The United States now has 97 ethanol plants, with nine being upgraded and a further 33 under construction. Every 10 days, a new or upgraded plant is coming into production. The US is currently producing 17 billion litres annually, rising to 30 billion litres by 2012.
The New York Times
rates ethanol as one of America's best chances for replacing petrol and reducing carbon dioxide emissions. The US Natural Resources Defense Council claims that ethanol, along with other strategies, could replace by mid-century the petrol Americans would otherwise use.

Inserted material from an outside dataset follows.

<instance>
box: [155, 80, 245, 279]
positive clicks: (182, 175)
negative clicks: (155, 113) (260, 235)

Sweden is moving rapidly towards replacing petrol with ethanol. By 2009, 50 per cent of its service stations will be providing E85 fuel for flex-fuel cars.
Both the Swedish and US governments are offering a range of incentives to promote biofuels and fuel-efficient vehicles. These include lower taxes on hybrid and flex-fuel cars, fuel tax concessions, and even free city-parking.
In Brazil, which has led the world in developing an ethanol industry, flex-fuel cars were first introduced in 2003. This year, they make up 80 per cent of all new vehicle sales.
President of the US National Corn-Growers Association, Gerald Tumbleson, told the Brisbane ethanol conference that there are more spin-offs expected from an ethanol industry, including higher value-added products, such as plastics, fibres and a range of industrial products.
Australia's Federal Government has set a target for ethanol production. It plans a mere 350 million litres by 2010, less than one per cent of the petrol fuel market. To date, ethanol contracts from three of Australia's big oil producers suggest this meagre target is not going to be met.
The response of the Industry Minister, Ian Macfarlane, to suggestions of mandating ethanol has been to argue that it should instead be left to market forces. He says, "If you mandate something ... you remove the competitive forces that operate in a market ... and the motorist ends up paying more."
This argument ignores incentives being put in place by governments around the world to build ethanol industries. In many cases, the price of ethanol-petrol fuel is lower than petrol. In Victoria, United Fuels is selling E10 fuel 4¢ a litre below unleaded fuel.
Macfarlane's response reflects the Federal Government's current industry policy – the policy of having no policy.
The warnings about the foreign debt are now on the record. When the markets take fright, precipitating an economic crisis, the Federal Government is going to be forced to have a real industry policy. Of necessity, ethanol industry will be a high priority.